Manipulated and Underweight model’s images of the Perfect body is everywhere. The sign of this pressure is very clear when you look at how young men and women portray their images on social media, young women’s going for the overtly sexual looks and young men focus on the strong, muscly and aggressive content. People spend a lot of time checking out how they look compared with others such friends, peers, the strangers they follow and celebrities and spend a lot of time talking about appearance. This unnatural thinness is a terrible message to send out, because the people watching the fashion shows are young, impressionable women, said a former Victoria’s Secret model Frederique Van der Wal.
We always want to be beautiful with a model typed figure and a have that perfect face we see on magazine covers. This impact of this idea is emotionally and physically unhealthy and can lead up too many problems which can lead up to suffering from low self-esteem, depression, self-harm, eating disaster, dissatisfaction, and body dysmorphic disorder. The promotion of the thin, sexy ideal in our culture has created a situation where the majority of girls and women don’t like their bodies, says body -image researcher Sarah Murnen, professor of psychology at Kenyan college in Gambier, Ohio. Women are highly affected from the many things media promotes on body image and beauty.
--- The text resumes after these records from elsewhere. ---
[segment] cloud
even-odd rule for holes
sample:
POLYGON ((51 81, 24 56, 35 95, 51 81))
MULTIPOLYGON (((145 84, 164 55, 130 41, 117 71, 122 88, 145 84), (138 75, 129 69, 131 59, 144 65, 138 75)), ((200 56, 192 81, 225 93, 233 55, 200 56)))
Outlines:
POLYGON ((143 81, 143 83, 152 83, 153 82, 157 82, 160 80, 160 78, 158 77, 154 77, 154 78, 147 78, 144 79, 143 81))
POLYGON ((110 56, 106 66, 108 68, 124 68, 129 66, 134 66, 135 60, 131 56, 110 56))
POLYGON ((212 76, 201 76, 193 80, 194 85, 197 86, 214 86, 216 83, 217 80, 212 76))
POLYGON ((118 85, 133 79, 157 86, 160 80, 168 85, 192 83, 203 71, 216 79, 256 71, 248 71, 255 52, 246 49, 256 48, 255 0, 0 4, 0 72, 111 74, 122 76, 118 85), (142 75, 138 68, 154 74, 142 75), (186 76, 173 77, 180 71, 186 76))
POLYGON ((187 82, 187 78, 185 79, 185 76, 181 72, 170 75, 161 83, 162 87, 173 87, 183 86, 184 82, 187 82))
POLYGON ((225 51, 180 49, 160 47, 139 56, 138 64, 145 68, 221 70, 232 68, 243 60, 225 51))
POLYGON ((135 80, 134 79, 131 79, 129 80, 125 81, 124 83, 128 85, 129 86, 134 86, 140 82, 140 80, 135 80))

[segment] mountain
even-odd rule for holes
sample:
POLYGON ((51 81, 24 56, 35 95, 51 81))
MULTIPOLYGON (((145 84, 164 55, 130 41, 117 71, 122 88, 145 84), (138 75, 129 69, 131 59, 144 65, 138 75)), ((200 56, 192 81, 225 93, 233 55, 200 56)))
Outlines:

I believe magazine and social media has a huge impact of body image on women’s as they constantly compare themselves to the celebrities in the magazines and deciding whether they have an acceptable figure due to the ones they see on magazine covers.
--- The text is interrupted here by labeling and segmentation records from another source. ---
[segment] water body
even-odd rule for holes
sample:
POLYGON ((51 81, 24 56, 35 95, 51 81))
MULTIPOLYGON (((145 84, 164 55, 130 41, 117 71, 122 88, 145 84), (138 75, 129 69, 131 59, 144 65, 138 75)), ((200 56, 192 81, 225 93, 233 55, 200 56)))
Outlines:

In my opinion it’s the mix of women’s obsession with celebrities and a low self-esteem that creates a negative body image. Body image involves of a person’s perceptions, thoughts, and feelings about his or her body (Grogan, 2008, p.03), while body dissatisfaction is defined as a person’s negative thoughts and feelings about his or her body (Grogan, 2008, p.04) According to Jeremy Kees, a professor at Villanova University, considers that women likes to see attractive women in advertisements, even when makes them feel worse about themselves. As women grow into adults, they realize their body becomes an object. They are judged daily on their appearance, learning quickly that thinness is something to be valued and appreciated; women come to learn that their bodies equate to societal meanings such as, lazy, inadequate, out of control etc. (Bordo, 1993).